Bill on gun storage in cars moves forward in Colorado Statehouse

Kevin J. Beaty/Denverite
A display case of pistols at Hammer Down Firearms in Wheat Ridge.

Colorado Democrats are moving a bill forward aimed at reducing the number of stolen firearms in vehicles.

House Bill 1348 would require firearms in unattended vehicles to be stored in a locked hard-sided container and out of plain sight. Failure to do so could result in a $500 fine.

“On average, at least one gun is stolen from a car every 15 minutes from cars,” said Democratic Rep. Lorena Garcia from Adams County, one of the bill’s main sponsors.

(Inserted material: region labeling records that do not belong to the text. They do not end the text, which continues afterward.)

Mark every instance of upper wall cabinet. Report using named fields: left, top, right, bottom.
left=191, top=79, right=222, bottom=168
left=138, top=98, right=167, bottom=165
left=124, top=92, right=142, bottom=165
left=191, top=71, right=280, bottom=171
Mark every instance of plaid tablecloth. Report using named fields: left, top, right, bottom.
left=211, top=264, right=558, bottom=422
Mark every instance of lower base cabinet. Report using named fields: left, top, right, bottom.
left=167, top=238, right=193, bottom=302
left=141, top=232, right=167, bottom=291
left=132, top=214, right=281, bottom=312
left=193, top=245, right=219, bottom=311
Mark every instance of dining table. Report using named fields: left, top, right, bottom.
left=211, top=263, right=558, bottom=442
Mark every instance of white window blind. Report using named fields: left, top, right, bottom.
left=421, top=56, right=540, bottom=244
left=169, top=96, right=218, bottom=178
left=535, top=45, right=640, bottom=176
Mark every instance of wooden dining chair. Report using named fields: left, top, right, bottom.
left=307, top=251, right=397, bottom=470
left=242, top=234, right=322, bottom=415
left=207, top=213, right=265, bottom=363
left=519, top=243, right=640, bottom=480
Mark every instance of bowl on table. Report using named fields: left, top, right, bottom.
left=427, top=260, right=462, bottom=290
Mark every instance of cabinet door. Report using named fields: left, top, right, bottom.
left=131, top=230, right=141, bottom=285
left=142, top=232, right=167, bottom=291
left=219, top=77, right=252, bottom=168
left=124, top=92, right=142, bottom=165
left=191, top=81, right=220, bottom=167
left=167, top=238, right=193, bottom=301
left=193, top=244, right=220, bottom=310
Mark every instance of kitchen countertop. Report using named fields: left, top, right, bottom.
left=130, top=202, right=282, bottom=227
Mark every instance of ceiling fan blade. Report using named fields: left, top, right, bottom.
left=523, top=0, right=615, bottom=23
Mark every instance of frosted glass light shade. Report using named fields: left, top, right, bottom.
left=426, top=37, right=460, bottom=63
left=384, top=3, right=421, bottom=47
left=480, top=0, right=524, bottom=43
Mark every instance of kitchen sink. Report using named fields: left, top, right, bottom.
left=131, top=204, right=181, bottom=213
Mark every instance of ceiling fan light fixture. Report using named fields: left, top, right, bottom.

She said those guns often get diverted to the illegal market which makes them particularly dangerous. She said cars parked at residences and driveways are the most common source of stolen firearms.

“It's no secret that the majority of assaults and murders are done from a stolen gun, but the question is ‘where do these stolen guns come from?’” Garcia said. “Unfortunately, not every city reports gun thefts, but those that do demonstrate that gun thefts from cars are the largest source of illegal guns in our society.”

The measure has some carve-outs for those working and living on farms and ranches, active-duty military personnel, and law enforcement.

Republicans called the bill onerous and claimed it wouldn’t deter criminals. 

GOP Rep. Matt Soper of Delta said the proposal requires more than should be expected for a reasonable and prudent gun owner.

“If you have a firearm and you have it locked in your car out of view, that should be sufficient to keep it safe and secure,” said Soper during the House floor debate. “To say that it needs to also be in a hard-sided locked container also is quite troubling.”

GOP Rep. Ryan Armagost of Berthoud doesn’t see it as enforceable and questioned how many people leave a firearm unattended in plain sight. 

“For me, being a gun owner myself, I don't want improperly stored firearms in my vehicle or in my home,” he said. “This isn't something I think that you're going to find any gun owner doing.”

Democrats did adopt a Republican amendment to the bill that would exempt a gun owner from being fined if they report their firearm stolen, even if it isn’t properly stored. 

Republicans also attempted to exempt several counties including El Paso County from the proposed state law, but those amendments failed. 

“El Paso County has every bit of a need for secure firearms if anywhere else,” Democratic Rep. Stephanie Vigil of Colorado Springs said. “We are not that special in this regard. We are special in many other ways.”

Republicans also criticized Democrats for defeating a bipartisan bill earlier this session that would have increased penalties for firearm theft. Ultimately enough Democratic members on the House Judiciary Committee weren’t convinced it would act as a deterrent. 

The safe storage in vehicles proposal still needs a final House vote before it can move to the Senate.